After your jab, you'll be given some leaflets and some information to read. If you've had the Pfizer-BioNTech vaccine, you'll be asked to stay on site for 15 minutes. That's just to make sure you don't react in the short term. At the moment, it's only the Pfizer-BioNTech vaccine that you will be asked to do that with.


There are usually one-way systems through the vaccination centres. Social distancing is really well managed by the staff. You'll find people walking up after you to clean the seats, all ready for the next person with everybody in PPE, masks, aprons, just to give everybody that extra protection.

What is the atmosphere at a vaccination centre like?

Anniela Etheridge: Having my vaccination, there was a real positive atmosphere in the centre. I think when we're following the government guidelines and being at home and social distancing, although it's a massive thing to help with the campaign about COVID-19, it kind of feels like you're not really doing anything. But in these vaccination centres, when you’re getting your jab, there's a real sense of camaraderie and unity in the community, amongst the staff and the people getting the jabs. It's really lovely.

How fast is the process?

Anniela Etheridge: It's really quick. They will ask you some questions as they're doing it. They're really thrilled to be giving it as well, that togetherness is really felt.


The jab itself is very quick: in, sleeve up, in and then out again, with a couple of questions.

Are you completely vaccinated after your first dose?

Dr Dave Hobin: No. The vaccination process is a two-step process currently.


You'll have your first dose, and as as it currently stands, you'll be invited back for a second and final dose within 12 weeks.

I think it is important that people complete the course.

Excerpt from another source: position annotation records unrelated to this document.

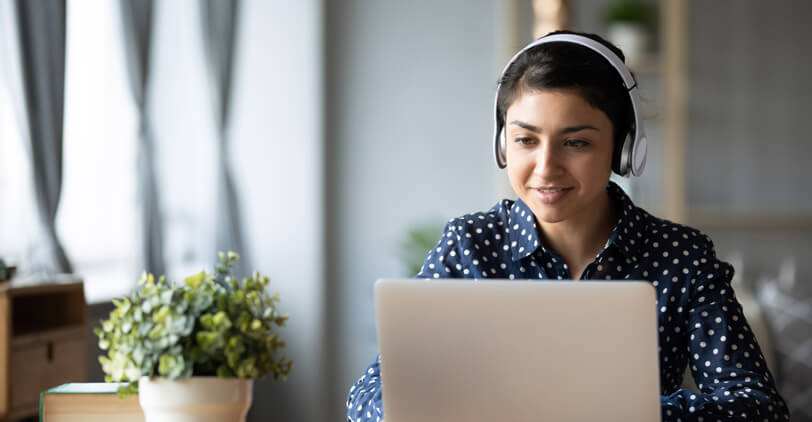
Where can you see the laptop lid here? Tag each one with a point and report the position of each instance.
(454, 350)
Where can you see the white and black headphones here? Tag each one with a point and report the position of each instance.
(633, 151)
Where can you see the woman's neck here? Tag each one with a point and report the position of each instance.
(580, 238)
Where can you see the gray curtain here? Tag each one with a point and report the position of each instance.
(136, 19)
(41, 36)
(219, 18)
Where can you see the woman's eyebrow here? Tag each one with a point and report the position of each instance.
(565, 130)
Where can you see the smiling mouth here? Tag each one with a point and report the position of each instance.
(551, 195)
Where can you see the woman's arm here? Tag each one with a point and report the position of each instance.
(364, 402)
(725, 359)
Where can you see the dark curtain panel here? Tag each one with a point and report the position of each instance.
(219, 19)
(41, 25)
(136, 18)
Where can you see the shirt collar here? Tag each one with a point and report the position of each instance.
(626, 234)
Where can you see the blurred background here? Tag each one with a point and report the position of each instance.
(328, 141)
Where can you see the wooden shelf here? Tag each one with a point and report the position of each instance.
(43, 340)
(731, 221)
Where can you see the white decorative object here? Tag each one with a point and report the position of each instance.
(195, 399)
(631, 38)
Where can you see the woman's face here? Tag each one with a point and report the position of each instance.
(559, 155)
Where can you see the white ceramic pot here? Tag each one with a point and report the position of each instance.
(195, 399)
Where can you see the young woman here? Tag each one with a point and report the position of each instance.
(567, 115)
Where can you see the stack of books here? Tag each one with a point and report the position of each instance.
(88, 402)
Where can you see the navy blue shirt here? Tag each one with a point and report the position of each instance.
(700, 322)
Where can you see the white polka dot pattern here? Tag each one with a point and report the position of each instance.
(700, 322)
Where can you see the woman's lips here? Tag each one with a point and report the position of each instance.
(551, 195)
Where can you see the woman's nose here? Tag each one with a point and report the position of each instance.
(547, 160)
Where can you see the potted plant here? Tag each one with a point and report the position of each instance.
(629, 24)
(6, 270)
(192, 350)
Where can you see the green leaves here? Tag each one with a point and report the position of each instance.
(211, 324)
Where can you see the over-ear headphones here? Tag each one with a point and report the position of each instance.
(631, 156)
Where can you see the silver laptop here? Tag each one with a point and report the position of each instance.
(498, 350)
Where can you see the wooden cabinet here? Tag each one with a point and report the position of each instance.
(43, 328)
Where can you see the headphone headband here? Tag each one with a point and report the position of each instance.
(633, 157)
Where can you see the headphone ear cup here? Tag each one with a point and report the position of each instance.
(502, 147)
(618, 160)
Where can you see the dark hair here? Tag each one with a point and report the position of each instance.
(563, 65)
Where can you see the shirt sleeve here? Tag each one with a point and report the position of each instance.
(725, 359)
(365, 402)
(444, 260)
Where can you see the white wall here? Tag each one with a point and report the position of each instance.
(409, 129)
(276, 144)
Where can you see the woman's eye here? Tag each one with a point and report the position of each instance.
(525, 141)
(576, 143)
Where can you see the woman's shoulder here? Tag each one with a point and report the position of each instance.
(479, 225)
(496, 215)
(670, 232)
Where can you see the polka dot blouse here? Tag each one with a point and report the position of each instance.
(700, 322)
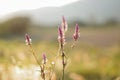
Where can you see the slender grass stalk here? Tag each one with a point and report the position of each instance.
(63, 61)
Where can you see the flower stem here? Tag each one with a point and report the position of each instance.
(63, 61)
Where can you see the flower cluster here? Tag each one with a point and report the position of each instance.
(61, 38)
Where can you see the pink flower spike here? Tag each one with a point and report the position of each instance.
(28, 39)
(76, 34)
(60, 35)
(64, 24)
(44, 58)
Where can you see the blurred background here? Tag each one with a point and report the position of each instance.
(95, 56)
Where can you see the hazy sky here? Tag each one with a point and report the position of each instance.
(8, 6)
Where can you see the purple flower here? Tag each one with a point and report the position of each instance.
(64, 24)
(76, 34)
(28, 39)
(44, 58)
(60, 35)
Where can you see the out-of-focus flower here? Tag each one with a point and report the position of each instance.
(44, 58)
(76, 34)
(64, 25)
(28, 39)
(61, 38)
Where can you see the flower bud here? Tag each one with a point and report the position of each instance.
(76, 34)
(28, 39)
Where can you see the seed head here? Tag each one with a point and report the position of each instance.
(60, 35)
(44, 58)
(28, 39)
(64, 25)
(76, 34)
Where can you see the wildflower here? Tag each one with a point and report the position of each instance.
(60, 35)
(76, 34)
(44, 58)
(64, 25)
(28, 39)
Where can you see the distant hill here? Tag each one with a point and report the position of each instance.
(86, 10)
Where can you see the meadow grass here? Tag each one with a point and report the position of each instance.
(95, 57)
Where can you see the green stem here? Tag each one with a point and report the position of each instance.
(63, 61)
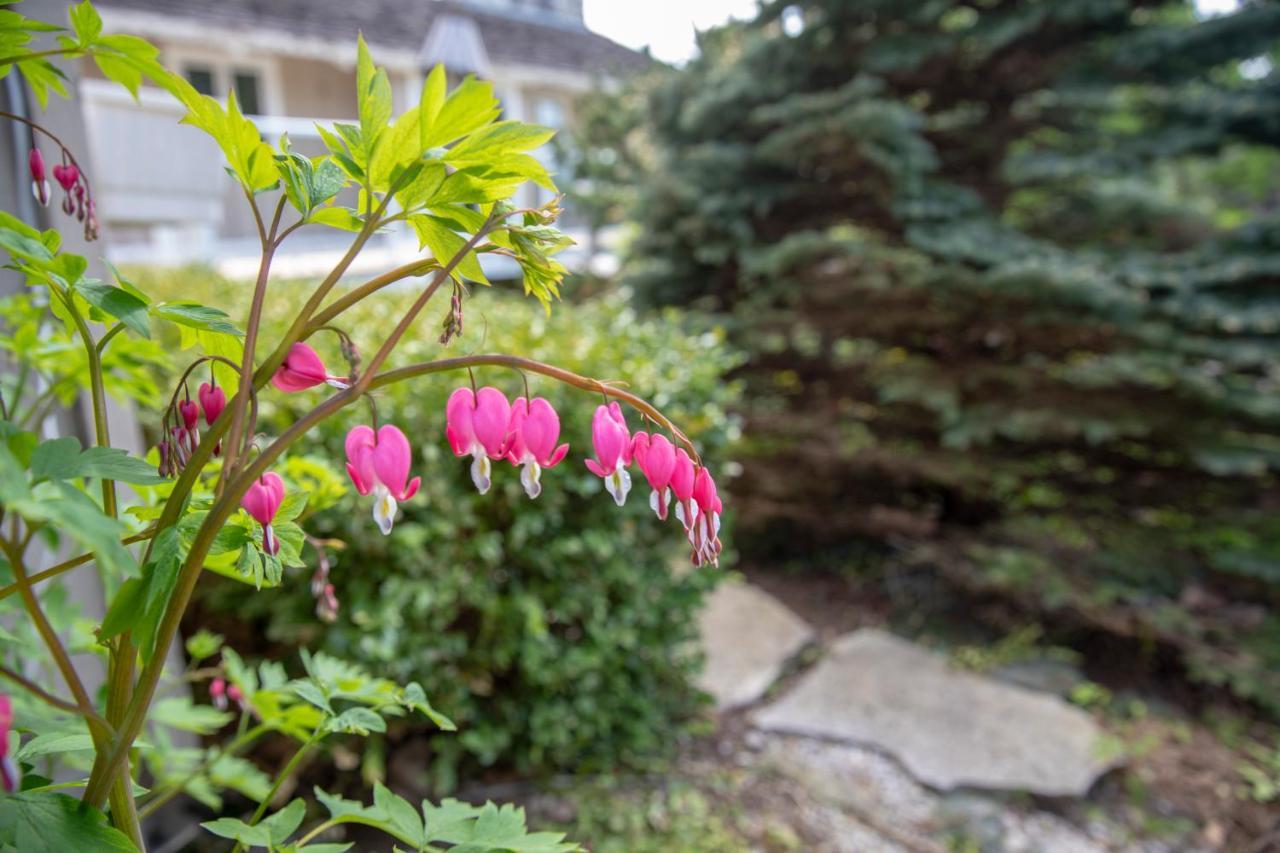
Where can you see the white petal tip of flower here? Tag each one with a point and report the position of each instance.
(480, 474)
(618, 484)
(384, 512)
(530, 477)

The science behind this is very robust and indicates that most of the protection you will receive you will get after the first dose. This is why there's been a drive to get as many people vaccinated with the first dose as possible. But it is important that course is completed. It's just like in the course of medicine: you've got to complete the course to get maximum effect.

Can I go back to normal after my jab?

Dr Dave Hobin: No, that is not the case. The national restrictions that are in place to manage this still apply. The vaccine is an important step along the way in us recovering from this event. But it is not a ticket to go and then gather together and party. It is really important that we continue to stay vigilant, and Hands, Face, Space still applies even though you've been vaccinated. It is really important for everybody to remember that.